Contenus numériques consultables dans leur intégralité au sein de la Médiathèque de l'Ircam

Œuvre de
  • Luciano Berio (compositeur)
Participants
  • Serge Lemouton (réalisateur informatique musicale)

Si l’expérience de la musique électronique revêt une quelconque importance, et je le crois, son sens repose non pas sur la découverte de nouveaux sons, mais sur la possibilité qu’elle donne au compositeur d’intégrer à la pensée musicale un territoire plus vaste du phénomène sonore, dépassant ainsi une conception duelle du matériau musical. De même que le langage ne distingue pas les mots d’une part et les concepts de l’autre, mais consiste plutôt en un système de symboles arbitraires grâce auquel nous donnons forme à une certaine manière d’être au monde, de même la musique n’est pas faite de notes et des relations conventionnelles entre elles, mais s’identifie plutôt à une manière de faire des choix, de façonner et de structurer certains aspects du continuum sonore. La versification, la prosodie et les rimes ne garantissent pas plus la poésie que des notes écrites garantissent la musique. Nous trouvons bien souvent plus de poésie dans la prose que dans la poésie ellemême, et plus de musique dans la parole et le bruit que dans les sons musicaux conventionnels.

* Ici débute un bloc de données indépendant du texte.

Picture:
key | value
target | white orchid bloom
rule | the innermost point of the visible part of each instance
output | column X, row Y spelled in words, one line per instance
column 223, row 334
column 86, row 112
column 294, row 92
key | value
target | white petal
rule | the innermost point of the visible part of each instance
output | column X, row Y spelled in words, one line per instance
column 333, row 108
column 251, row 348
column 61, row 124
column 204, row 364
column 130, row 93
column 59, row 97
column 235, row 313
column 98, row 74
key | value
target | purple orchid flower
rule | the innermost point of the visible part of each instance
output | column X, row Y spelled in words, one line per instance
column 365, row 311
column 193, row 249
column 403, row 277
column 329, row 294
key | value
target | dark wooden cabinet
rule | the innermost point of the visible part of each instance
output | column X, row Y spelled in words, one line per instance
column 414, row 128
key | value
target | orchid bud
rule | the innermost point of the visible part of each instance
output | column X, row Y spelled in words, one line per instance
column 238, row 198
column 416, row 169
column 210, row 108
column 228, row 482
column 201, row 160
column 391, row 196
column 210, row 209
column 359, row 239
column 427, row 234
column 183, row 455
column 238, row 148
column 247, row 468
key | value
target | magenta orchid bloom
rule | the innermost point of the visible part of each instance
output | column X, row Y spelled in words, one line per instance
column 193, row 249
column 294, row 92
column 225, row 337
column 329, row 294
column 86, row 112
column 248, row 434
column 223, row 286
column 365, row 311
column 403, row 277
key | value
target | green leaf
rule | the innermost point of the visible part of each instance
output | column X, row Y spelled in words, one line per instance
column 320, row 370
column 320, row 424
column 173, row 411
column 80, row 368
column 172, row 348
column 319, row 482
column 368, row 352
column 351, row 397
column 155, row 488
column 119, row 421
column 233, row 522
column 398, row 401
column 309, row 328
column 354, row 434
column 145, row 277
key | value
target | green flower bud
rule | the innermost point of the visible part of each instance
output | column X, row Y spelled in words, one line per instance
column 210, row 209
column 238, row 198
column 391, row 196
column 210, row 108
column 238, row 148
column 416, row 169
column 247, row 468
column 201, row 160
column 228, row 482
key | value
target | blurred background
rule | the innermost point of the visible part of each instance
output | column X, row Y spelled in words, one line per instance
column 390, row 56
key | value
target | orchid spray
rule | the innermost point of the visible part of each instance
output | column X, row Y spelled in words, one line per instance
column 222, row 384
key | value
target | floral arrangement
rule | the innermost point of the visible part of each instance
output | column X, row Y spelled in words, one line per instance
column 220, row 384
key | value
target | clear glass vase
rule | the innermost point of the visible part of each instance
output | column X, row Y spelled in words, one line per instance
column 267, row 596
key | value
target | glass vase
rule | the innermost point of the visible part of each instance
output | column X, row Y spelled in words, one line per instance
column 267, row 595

C’est dans cette perspective générale que Thema (Omaggio a Joyce) pour bande, composée en 1958, doit être considérée. J’ai essayé d’interpréter musicalement une lecture du texte de Joyce, en développant les intentions polyphoniques caractéristiques du onzième chapitre d’Ulysses intitulé « Les Sirènes» et dédié à la musique), dont la technique narrative a été suggérée à l’auteur par un processus musical polyphonique courant: la fuga per canonem.

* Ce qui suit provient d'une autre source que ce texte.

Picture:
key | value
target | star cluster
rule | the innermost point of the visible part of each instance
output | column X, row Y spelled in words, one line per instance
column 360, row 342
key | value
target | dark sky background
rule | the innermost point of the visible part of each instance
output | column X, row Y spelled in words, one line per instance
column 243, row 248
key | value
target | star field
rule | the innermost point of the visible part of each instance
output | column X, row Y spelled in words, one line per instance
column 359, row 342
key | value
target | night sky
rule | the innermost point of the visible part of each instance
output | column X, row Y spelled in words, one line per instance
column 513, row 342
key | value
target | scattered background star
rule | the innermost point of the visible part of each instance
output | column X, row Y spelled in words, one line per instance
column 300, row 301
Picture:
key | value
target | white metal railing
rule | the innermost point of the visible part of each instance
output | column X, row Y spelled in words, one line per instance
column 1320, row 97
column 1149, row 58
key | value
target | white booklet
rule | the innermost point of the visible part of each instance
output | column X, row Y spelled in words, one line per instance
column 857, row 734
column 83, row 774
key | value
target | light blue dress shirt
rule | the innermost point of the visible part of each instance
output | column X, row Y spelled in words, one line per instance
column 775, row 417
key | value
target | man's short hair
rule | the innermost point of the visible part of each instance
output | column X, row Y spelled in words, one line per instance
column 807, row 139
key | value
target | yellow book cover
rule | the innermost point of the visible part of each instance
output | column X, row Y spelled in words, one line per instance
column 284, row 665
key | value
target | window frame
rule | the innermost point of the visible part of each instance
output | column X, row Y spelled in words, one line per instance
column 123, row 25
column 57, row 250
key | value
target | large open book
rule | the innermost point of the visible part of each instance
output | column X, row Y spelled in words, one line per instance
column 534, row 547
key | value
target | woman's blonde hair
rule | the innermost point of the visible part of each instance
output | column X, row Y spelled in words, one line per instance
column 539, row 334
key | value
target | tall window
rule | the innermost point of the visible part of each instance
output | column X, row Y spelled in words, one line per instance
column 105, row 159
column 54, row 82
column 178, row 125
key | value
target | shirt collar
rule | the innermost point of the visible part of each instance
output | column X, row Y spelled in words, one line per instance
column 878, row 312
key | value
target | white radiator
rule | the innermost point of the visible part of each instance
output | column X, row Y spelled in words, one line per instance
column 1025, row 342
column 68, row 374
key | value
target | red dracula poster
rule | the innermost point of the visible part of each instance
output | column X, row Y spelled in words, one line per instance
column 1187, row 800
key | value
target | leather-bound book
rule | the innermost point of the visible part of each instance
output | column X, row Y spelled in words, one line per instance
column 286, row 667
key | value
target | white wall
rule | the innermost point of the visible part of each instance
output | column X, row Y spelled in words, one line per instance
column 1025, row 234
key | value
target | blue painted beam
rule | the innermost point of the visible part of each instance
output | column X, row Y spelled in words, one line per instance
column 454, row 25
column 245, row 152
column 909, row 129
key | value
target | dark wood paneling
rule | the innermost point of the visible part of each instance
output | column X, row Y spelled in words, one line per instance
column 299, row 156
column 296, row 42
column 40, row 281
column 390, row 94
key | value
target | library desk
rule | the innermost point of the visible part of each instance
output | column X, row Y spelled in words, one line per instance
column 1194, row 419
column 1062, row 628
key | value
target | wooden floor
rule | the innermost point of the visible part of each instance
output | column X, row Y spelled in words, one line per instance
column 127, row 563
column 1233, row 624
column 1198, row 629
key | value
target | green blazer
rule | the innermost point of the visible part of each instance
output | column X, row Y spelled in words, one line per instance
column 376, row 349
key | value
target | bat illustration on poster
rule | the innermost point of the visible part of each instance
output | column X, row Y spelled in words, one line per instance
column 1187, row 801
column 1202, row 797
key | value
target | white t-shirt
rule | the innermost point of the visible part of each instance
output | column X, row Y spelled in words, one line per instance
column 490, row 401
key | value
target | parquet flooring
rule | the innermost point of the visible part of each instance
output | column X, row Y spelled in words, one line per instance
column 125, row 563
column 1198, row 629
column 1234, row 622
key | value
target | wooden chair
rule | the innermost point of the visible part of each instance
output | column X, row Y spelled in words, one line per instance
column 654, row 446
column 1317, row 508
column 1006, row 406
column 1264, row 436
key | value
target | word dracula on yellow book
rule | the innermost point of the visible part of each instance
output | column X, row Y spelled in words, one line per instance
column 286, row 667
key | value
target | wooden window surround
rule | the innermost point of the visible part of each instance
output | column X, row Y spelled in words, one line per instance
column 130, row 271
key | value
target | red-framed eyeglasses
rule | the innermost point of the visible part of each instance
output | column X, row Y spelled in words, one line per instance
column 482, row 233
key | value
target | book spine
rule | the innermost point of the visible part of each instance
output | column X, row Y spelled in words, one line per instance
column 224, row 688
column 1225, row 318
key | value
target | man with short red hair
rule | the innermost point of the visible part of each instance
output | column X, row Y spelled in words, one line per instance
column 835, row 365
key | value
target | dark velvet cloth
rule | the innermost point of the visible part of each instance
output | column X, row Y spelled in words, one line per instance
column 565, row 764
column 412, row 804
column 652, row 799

Dans cette pièce, je n’utilise nul son produit électroniquement; la seule source sonore est un enregistrement de la voix de Cathy Berberian lisant le début du onzième chapitre d’Ulysses. Le texte n’est pas lu seulement dans sa version originale anglaise, mais aussi dans ses traductions italienne (signée Montale) et française (Joyce, Larbaud).

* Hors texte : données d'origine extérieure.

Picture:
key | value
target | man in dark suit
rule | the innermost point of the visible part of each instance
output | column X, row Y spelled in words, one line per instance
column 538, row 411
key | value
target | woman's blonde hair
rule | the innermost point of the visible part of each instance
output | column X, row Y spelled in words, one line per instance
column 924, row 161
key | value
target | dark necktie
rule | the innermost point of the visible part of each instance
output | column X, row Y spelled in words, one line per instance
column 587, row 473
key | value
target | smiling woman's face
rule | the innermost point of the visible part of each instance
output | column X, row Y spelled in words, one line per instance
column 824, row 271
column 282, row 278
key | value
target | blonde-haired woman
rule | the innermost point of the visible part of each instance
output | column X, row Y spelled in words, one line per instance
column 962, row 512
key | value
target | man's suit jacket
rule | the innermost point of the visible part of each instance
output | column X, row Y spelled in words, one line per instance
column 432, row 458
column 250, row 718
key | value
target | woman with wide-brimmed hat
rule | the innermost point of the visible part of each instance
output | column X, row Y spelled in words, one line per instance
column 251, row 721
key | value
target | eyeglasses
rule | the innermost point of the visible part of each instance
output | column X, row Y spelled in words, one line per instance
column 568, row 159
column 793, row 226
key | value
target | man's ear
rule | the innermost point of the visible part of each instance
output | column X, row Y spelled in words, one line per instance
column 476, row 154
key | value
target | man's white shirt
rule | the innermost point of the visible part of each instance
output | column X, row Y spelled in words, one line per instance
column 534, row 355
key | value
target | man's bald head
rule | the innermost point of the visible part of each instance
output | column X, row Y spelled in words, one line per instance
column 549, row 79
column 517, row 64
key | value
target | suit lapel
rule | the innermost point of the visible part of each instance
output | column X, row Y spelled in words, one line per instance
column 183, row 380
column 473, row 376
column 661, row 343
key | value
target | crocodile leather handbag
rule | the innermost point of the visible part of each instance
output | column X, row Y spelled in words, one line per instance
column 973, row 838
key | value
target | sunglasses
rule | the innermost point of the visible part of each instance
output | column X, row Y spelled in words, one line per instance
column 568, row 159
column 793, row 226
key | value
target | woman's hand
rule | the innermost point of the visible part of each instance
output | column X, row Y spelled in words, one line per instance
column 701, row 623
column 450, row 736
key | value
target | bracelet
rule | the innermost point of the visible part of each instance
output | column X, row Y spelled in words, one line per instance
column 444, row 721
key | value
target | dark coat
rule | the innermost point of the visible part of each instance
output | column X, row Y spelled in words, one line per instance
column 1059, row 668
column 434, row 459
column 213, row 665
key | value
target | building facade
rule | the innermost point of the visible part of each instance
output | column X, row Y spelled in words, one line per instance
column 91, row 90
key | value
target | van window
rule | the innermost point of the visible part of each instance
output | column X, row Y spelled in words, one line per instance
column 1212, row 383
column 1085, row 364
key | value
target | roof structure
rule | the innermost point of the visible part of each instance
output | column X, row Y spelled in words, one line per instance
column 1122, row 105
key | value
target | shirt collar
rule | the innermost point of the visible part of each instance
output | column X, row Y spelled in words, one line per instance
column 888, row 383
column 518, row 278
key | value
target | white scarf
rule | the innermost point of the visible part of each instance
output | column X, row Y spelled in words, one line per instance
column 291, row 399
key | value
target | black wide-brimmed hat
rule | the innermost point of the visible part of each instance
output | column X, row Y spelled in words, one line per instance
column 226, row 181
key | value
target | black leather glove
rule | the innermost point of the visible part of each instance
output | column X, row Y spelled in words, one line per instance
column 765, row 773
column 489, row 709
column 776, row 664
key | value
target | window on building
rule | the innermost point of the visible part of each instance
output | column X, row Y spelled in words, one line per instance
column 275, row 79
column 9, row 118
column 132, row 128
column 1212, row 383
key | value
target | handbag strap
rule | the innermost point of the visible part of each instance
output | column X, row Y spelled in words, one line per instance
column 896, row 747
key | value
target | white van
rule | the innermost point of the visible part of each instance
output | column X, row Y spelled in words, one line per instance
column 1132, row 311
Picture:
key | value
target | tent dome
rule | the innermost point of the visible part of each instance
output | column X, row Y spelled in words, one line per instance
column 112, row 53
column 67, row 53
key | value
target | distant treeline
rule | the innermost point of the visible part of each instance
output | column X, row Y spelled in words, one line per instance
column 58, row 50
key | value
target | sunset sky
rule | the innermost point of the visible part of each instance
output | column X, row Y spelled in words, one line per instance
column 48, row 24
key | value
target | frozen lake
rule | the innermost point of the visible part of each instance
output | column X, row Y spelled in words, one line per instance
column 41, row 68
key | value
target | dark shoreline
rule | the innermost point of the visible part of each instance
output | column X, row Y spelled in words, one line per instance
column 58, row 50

Dans Thema, j’ai voulu obtenir un nouveau modèle d’unité entre parole et musique, en développant les possibilités d’une métamorphose continue de l’une en l’autre. Par le biais d’une sélection et d’une réorganisation des éléments phonétiques et sémantiques du texte de Joyce, la journée de Mr Bloom à Dublin (il est 16h à l’Ormond Bar) prend furtivement une autre direction, dans laquelle il devient impossible de distinguer les mots des sons, les sons du bruit, la poésie de la musique ; une fois encore, nous prenons conscience de la nature relative de ces distinctions et du caractère expressif de leurs fonctions en évolution.
Luciano Berio

Court-circuit

Cette soirée fait la part belle aux écritures italiennes à travers trois générations d’artistes, de Luciano Berio, disparu il y a vingt ans, à Matteo Gualandi né en 1995. Entrelacs du monde instrumental et électronique, les « tresses incorporées » de Lara Morciano sont devenues une pièce de répertoire mixte pour les flûtistes. Dans sa création, le compositeur chilien José Miguel Fernández réalise quant à lui l’interaction fine entre les gestes du chef d’orchestre, le langage de programmation et les stratégies de synchronisation offerte par la reconnaissance gestuelle. Matteo Gualandi concentre toute la poétique sonore dans un cycle de miniatures de chambre, Fleurs de sang et de rosée. Enfin Berio et son Thema élaboré à partir du chapitre des Sirènes d’Ulysse de Joyce, réussit une synthèse magistrale entre le mot, la voix de Cathy Berberian et l’électroacoustique. Les onomatopées et les sonorités du texte foisonnent : « Imperthnthn thnthnthn » apparenté aux trilles, « Chips piching Chips » au staccato. Significations musicales et textuelles se confondent et se répondent, dans une économie de matériau rare et enthousiasmante.